Connect to spark by creating a spark context.

from pyspark import SparkContext, SparkConf conf = SparkConf().setAppName('somename').setMaster('local') sc = SparkContext(conf=conf) The appName parameter is a name for your application to show on the cluster UI. master is a Spark, Mesos or YARN cluster URL, or a special “local” string to run in local mode. In practice, when running on a cluster, you will not want to hardcode master in the program, but rather launch the application with spark-submit and receive it there. However, for local testing and unit tests, you can pass “local” to run Spark in-process.

Creating an RDD. RDD's are distributed objects that contain data. Mostly used for lists. Spark revolves around the concept of a resilient distributed dataset (RDD), which is a fault-tolerant collection of elements that can be operated on in parallel. There are two ways to create RDDs: parallelizing an existing collection in your driver program, or referencing a dataset in an external storage system.

Local collection:

data = [1, 2, 3, 4, 5] distData = sc.parallelize(data) distData.reduce(lambda a, b: a + b) External collection:

PySpark can create distributed datasets from any storage source supported by Hadoop, including your local file system, HDFS, Cassandra, HBase, Amazon S3, etc. Spark supports text files, SequenceFiles, and any other Hadoop InputFormat.
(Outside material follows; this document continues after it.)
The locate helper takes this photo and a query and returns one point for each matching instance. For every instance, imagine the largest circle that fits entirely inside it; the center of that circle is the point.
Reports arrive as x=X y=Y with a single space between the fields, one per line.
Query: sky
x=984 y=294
Text file RDDs can be created using SparkContext’s textFile method. This method takes an URI for the file (either a local path on the machine, or a hdfs://, s3a://, etc URI) and reads it as a collection of lines. Here is an example invocation:

distFile = sc.textFile("data.txt")

Entire directories of textfiles can be read by using WholeTextfiles.

SparkContext.wholeTextFiles lets you read a directory containing multiple small text files, and returns each of them as (filename, content) pairs. This is in contrast with textFile, which would return one record per line in each file.

files = sc.wholeTextFiles('*.txt') files.collect()

Using Sample to take a part of the dataset.

Things I learned

Using wildcards! All of Spark’s file-based input methods, including textFile, support running on directories, compressed files, and wildcards as well. For example, you can use textFile("/my/directory"), textFile("/my/directory/.txt"), and textFile("/my/directory/.gz").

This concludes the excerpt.